- Classification: Evangelicalism
- Theology: Baptist
- Associations: Canadian Baptist Ministries; Evangelical Fellowship of Canada; Canadian Council of Churches;
- Region: Western Canada
- Headquarters: Calgary, Alberta, Canada
- Origin: 1860 Manitoba
- Congregations: 138
- Official website: cbwc.ca

= Canadian Baptists of Western Canada =

Baptist Christian association of churches in Canada

The Canadian Baptists of Western Canada (CBWC), formerly the Baptist Union of Western Canada, is a moderate Baptist Christian association of churches in British Columbia, Alberta, Saskatchewan, Manitoba, Yukon and the Northwest Territories. Headquarters is in Calgary, Alberta. The union is one of four components of Canadian Baptist Ministries.

==History==
Baptists in western Canada began in Manitoba in the 1860s, organizing formally in 1884 with the establishment of the Baptist Convention of Manitoba and the Northwest. In 1897, British Columbian Baptists organized their own Convention. These Conventions, and others, united to form the Baptist Convention of Western Canada in 1907, representing 201 churches and 11,000 congregants. The name was changed to the Baptist Union of Western Canada (BUWC) in 1909, by which it was known until 2007. In 1944, the BUWC joined with the United Baptist Convention of the Maritimes and the Baptist Convention of Ontario and Quebec to form the Baptist Federation of Canada (BFC) as a national coordinating body. It was joined by l'Union d'Eglises Baptistes Francaises au Canada in 1970. These four bodies remained federated until 1995 when the federation, by now renamed Canadian Baptist Federation (CBF), merged with Canadian Baptist Ministries, which now functions as the shared outreach arm of all four associations.
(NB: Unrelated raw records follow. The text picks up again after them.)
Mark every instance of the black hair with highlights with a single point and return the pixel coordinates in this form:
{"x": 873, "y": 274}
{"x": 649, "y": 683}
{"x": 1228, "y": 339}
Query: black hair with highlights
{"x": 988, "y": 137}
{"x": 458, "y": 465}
They have ordained female pastors since 1959.

In 2007, the BUWC changed its name to the Canadian Baptists of Western Canada to better reflect its national identity and western focus.

Key figures in CBWC history include: Tommy Douglas, a Baptist minister in Weyburn Saskatchewan and healthcare reforming politician, Alexander Cameron Rutherford, Alberta's first Premier and founder of the University of Alberta, William Aberhart (Bible Bill), an Albertan radio personality and Albertan Premier. Prime Minister John Diefenbaker was also a Canadian Baptist.

==Statistics==
As of 2026, the CBWC has 138 churches, according to its church directory.

== Beliefs ==
The association has a Baptist confession of faith. The Union is a member of Canadian Baptist Ministries and Evangelical Fellowship of Canada.

The group's theological positions are evangelical.

==Organization==
The Canadian Baptists of Western Canada is organized into three regions: British Columbia and the Yukon, the Mountain Standard Region (Alberta, the NWT, and MST portions of BC), and the Heartland Region (Saskatchewan and Manitoba). The work of the denomination is overseen by the executive minister, three regional ministers, and various ministry and administrative staff. A board of directors is elected from member churches at a bi-annual assembly and is responsible for the overall governance of the CBWC. The CBWC's head offices are in Calgary, Alberta.

==Associated ministries==
Carey Theological College in Vancouver provides much of the denomination's graduate level theological training for pastors and lay leaders. The William Carey Institute in Vancouver provides undergraduate training.

The CBWC owns or is affiliated with six children's camps across Western Canada: Keats Camps in BC, Gull Lake Centre, Mill Creek Baptist Camp and Camp Wapiti in Alberta, and The Quest at Christopher Lake and Katepwa Lake Camp in Saskatchewan.

Food banks and ministries to vulnerable or impoverished people operate under the auspices of Canadian Baptist churches known as the Mustard Seed in Calgary, Edmonton and Victoria. Many other CBWC churches run community outreach ministries in their communities.